Certa vez, ela serviu de juíza (involuntária) para uma de nossas brigas mais acirradas: na mudança, eu desistira de trazer um enorme aquário de peixes, que ficou na casa dos meus pais, pois Alan dizia que não havia espaço no apartamento. Mas, conforme o tempo passava, comecei a ter saudade dos meus acarás e a insistir para que trouxéssemos o aquário, instalando-o na área de serviço, onde não incomodaria tanto assim – era só botar a secadora num suporte alto e montar uma bancada junto à janela. Um dia, a vizinha interfonou perguntando se tínhamos um aquário em casa, pois ela ouvia todas as noites o barulho do filtro de água em funcionamento, o que era realmente incômodo para uma senhora de idade com problemas de insônia. Fui eu que atendi o interfone naquele dia, e foi com grande alegria que ouvi a reclamação. Nem me dignei a responder, bati o fone no gancho e anunciei, exultante: “Vamos trazer o aquário!”. Alan assentiu, como se fosse um desígnio do destino. (O aquário não mitigou a minha melancolia.)
Ela também pediu que abaixássemos o som de algo que parecia “Bamboleo”, dos Gipsy Kings, em looping, que é realmente uma música contagiante e que decidimos escutar com mais frequência para ver se o clima lá em casa ficava menos pesado, e reclamou dos latidos do nosso cachorro inexistente – que demorou poucos dias para de fato existir, e materializou-se na forma de um filhote de labrador adotado em uma feirinha perto de casa. Gipsy Kings e o cachorro foram breves alegrias matrimoniais que não demoraram a se extinguir, como tudo lá em casa, e os dias foram ficando cada vez mais tristes, e os toques do interfone mais enervantes.

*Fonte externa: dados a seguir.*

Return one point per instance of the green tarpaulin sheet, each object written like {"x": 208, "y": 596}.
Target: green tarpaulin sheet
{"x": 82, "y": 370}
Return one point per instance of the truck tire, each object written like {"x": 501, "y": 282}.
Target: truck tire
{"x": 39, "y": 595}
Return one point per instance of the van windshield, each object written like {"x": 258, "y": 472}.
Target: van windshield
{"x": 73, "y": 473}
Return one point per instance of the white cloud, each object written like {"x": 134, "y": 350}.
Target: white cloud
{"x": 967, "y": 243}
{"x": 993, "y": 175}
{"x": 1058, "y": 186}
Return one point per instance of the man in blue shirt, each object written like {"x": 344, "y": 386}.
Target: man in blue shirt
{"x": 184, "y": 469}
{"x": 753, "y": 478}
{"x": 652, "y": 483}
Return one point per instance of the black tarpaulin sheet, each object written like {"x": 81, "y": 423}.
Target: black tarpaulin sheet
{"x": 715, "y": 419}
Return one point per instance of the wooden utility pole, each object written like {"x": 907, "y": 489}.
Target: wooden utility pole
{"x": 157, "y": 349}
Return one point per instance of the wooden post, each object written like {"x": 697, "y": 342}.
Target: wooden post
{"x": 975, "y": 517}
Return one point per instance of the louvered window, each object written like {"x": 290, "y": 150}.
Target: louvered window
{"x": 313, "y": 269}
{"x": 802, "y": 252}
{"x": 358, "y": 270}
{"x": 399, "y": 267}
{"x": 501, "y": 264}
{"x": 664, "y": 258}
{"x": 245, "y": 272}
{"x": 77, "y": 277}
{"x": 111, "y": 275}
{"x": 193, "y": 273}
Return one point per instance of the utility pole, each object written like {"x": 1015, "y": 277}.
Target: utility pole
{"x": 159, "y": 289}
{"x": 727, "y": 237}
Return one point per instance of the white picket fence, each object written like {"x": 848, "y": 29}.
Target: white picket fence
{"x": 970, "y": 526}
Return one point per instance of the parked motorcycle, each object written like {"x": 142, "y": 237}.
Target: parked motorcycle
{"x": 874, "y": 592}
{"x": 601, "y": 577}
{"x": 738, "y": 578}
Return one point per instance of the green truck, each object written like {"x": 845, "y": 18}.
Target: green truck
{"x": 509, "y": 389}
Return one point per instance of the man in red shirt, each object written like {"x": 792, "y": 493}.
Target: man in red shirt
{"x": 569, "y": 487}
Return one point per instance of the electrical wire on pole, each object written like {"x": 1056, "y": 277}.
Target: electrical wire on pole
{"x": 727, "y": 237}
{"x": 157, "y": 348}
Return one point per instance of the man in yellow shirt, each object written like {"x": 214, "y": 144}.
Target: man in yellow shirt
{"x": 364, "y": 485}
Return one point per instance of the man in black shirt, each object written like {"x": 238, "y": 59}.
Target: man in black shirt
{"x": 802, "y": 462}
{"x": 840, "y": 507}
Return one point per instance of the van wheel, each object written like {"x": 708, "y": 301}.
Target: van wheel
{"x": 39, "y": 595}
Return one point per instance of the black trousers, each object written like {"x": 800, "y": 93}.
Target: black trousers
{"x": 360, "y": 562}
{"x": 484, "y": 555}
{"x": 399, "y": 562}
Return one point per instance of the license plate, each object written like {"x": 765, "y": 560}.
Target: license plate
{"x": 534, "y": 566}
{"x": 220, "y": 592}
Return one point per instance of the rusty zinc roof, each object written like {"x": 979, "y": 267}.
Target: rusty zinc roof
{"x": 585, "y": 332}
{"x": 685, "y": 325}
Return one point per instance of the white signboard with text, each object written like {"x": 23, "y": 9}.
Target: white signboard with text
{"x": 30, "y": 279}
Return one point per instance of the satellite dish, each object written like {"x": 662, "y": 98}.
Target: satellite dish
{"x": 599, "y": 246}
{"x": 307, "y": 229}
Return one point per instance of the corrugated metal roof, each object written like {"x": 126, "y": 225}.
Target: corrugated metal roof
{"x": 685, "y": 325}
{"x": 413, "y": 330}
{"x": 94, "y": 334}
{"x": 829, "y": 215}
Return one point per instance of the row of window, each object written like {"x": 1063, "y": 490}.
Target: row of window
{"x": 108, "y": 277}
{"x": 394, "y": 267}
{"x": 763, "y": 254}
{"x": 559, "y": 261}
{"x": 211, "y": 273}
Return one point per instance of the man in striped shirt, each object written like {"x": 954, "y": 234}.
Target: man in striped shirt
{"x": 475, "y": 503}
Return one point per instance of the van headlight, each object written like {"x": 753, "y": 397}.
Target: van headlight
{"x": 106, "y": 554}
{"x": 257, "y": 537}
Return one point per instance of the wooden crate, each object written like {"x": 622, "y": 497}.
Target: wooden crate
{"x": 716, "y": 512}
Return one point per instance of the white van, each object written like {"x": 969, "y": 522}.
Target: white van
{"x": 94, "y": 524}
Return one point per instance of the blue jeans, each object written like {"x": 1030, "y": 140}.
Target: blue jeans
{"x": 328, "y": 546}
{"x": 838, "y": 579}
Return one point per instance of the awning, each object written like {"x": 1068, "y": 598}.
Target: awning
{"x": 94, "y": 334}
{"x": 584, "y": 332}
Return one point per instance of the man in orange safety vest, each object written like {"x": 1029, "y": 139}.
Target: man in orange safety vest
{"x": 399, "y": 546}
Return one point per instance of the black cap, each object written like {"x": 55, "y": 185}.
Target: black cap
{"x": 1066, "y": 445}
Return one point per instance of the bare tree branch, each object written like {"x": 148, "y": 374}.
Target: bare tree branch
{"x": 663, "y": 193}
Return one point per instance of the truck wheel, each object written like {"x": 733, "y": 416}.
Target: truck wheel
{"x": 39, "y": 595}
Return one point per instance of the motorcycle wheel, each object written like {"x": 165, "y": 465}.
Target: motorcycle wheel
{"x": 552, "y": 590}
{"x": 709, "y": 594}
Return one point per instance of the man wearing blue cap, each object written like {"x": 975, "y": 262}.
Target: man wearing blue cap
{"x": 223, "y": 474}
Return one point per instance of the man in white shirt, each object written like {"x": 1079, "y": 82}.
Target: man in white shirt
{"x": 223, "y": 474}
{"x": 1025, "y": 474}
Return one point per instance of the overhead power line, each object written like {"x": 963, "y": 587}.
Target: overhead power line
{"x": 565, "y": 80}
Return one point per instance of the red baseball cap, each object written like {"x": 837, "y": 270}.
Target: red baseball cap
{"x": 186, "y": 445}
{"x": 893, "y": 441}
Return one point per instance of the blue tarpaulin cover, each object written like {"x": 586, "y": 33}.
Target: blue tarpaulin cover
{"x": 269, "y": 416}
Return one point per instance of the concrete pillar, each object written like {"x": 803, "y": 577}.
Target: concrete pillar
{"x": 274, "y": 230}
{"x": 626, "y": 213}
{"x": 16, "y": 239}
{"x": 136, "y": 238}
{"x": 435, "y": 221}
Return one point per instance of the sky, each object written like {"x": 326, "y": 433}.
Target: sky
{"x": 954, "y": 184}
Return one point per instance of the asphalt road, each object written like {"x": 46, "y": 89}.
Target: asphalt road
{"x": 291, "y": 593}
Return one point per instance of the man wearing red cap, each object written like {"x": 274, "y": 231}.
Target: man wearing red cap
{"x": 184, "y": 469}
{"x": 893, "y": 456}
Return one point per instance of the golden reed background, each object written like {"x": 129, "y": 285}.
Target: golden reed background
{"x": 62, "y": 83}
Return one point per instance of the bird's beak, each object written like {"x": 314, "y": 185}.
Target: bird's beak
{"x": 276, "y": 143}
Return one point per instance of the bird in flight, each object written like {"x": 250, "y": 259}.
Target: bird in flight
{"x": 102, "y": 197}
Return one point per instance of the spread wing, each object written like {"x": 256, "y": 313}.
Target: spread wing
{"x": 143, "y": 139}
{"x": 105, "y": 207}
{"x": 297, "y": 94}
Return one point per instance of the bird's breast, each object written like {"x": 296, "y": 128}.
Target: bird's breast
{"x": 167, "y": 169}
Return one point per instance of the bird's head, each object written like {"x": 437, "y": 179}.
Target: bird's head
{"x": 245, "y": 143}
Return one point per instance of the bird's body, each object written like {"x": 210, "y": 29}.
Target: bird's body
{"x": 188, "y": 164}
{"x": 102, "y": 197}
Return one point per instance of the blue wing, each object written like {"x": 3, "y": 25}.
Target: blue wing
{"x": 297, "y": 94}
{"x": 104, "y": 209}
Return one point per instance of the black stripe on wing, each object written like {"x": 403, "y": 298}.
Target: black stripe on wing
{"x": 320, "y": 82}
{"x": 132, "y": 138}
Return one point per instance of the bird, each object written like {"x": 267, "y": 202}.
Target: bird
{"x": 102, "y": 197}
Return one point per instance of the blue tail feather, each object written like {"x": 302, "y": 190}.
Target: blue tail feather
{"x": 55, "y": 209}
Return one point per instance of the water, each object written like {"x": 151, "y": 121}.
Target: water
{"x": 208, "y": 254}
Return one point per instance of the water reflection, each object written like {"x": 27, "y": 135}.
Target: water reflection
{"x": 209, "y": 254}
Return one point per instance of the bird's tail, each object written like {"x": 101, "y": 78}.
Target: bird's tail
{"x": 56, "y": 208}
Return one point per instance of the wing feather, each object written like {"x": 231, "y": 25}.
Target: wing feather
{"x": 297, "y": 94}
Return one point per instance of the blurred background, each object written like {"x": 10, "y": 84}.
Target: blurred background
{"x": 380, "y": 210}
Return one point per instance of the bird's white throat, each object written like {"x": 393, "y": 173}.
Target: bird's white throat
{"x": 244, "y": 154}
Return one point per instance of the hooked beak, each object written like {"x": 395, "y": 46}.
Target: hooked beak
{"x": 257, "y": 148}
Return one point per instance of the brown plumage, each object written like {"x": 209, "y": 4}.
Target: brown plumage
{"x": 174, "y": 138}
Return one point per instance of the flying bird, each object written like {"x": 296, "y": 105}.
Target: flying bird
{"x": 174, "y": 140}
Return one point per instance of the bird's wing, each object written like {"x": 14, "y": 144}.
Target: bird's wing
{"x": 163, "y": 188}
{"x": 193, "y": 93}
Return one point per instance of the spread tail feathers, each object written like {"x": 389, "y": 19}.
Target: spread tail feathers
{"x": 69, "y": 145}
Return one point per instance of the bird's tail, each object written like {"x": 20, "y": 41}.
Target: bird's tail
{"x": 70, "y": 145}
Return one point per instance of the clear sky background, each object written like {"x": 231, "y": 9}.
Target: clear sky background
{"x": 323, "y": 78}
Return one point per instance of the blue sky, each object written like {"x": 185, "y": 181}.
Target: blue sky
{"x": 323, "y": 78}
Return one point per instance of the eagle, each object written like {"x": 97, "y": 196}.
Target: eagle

Ainda assim, não era como se tivéssemos problemas de verdade com os vizinhos – nada como a história de um certo Michael Carroll, que construiu uma pista de corrida para carros no próprio quintal e passava as madrugadas promovendo rachas de automóveis, com direito a batidas e incêndios ocasionais. Ou como Paula Bolli, que despejou no jardim 30 metros cúbicos de esterco fresco de cavalo para adubar as plantas, atraindo fedor e ratos para as propriedades vizinhas. (O esterco nem estava sendo utilizado como adubo, pois a quantidade era tanta que Bolli não conseguia mais enxergar o solo. Em todo caso, ninguém sabia se aquilo poderia ser considerado ilegal sob qualquer ponto de vista.)
Em suma, o nosso caso não era extremo, apenas envolvia uma vizinha idosa com problemas insólitos de audição. E um jovem casal em crise de relacionamento.
Dia após dia, semana após semana, ela reclamava de tudo, menos do choro de um bebê – e foi por esse motivo, acima de tudo, que a vizinha logo começou a pedir que parássemos de brigar. Repetidas vezes. Ainda assim, passei a correr para atender os toques do interfone na expectativa de que logo viesse uma boa notícia, mas nada: só passos nervosos, portas batendo e brigas que se arrastavam pela madrugada, todos minuciosamente previstos pela vizinha de baixo com algumas horas de antecedência.
Foi quando entendemos uma coisa: não era que ela estivesse se antecipando às nossas necessidades, era como se não tivéssemos chance. Ela previa o futuro – ou melhor: ouvia o futuro. Depois que nos demos conta disso, ainda tentamos resistir, mas tudo o que ela dizia se tornava real; tentativas de reconciliação terminavam em crises de choro, jantares românticos viravam brigas com pratos sendo arremessados, conversas em voz baixa eram concluídas aos gritos, então paramos de tentar.
Não era como se tivéssemos um vizinho que ria alto demais, que acordava cedo para bater vitamina no liquidificador, ou que nunca segurava o elevador quando estávamos cheios de sacolas.
Então, certo dia, ela interfonou apavorada perguntando o que foi aquele barulho horrível, se alguém havia se machucado, se queríamos que ela chamasse a polícia, e eu decidi que, se alguém ali fosse sair vivo, que fosse eu.